Gestern in den Abendnachrichten wurde von einigen Dörfern berichtet, die seit Weihnachten kaum oder gar kein Wasser haben. Beschwerden an den nationalen Wasserversorger brachten keine Besserung, sodass sich die Bewohner schließlich ans Fernsehen wandten. Als das Kamerateam anrückte, kamen dann auch die Tankwagen vom Wasserwerk und brachten „Trinkwasser“. Daraufhin schnaubte eine Frau ins Mikrofon: „Trinken kann man das Zeug doch schon lange nicht mehr!“
Ein Verantwortlicher des Wasserwerks ließ sich dann auch noch gut gelaunt interviewen und meinte lapidar, das sei doch im Sommer normal.

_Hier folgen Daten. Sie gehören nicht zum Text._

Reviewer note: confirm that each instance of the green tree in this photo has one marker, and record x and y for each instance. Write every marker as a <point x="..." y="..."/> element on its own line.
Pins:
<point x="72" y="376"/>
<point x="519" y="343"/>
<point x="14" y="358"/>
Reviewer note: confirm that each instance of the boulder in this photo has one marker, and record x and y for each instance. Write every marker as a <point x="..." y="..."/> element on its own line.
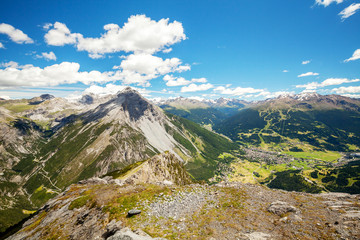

Er verstünde die Aufregung nicht!
————
Seit dem Frühstück hatten wir immer wieder Stromschwankungen. Ständig flackerte das Licht. Beim Mittagessen saßen wir dann im Dunkeln. Der Strom war komplett ausgefallen!
Seit Jahren steigen die Verkäufe von Klimaanlagen, laut letzter Volkszählung haben sich die Geräte in den Haushalten in den letzten zehn Jahren verdoppelt. Die Stromleitungen wurden vor Jahrzehnten verlegt, aber nie erneuert oder ausgebaut. Und so kommt es immer wieder und immer öfter gerade an sehr heißen Tagen zu Stromausfällen. Das Netz ist wohl überlastet. Es kann aber auch sein, dass bei dem heftigen Wind, der momentan weht, irgendwo ein Strommast umgefallen ist.
Wir werden unseren Generator in Betrieb nehmen. Die Tiefkühltruhen brauchen Strom und die Pumpe für den Wassertank ebenso. Wir haben schon den ganzen Vormittag gegossen. Heute Nachmittag geht es weiter.
Nachtrag: ab etwa 18 Uhr funktionierte das Stromnetz wieder.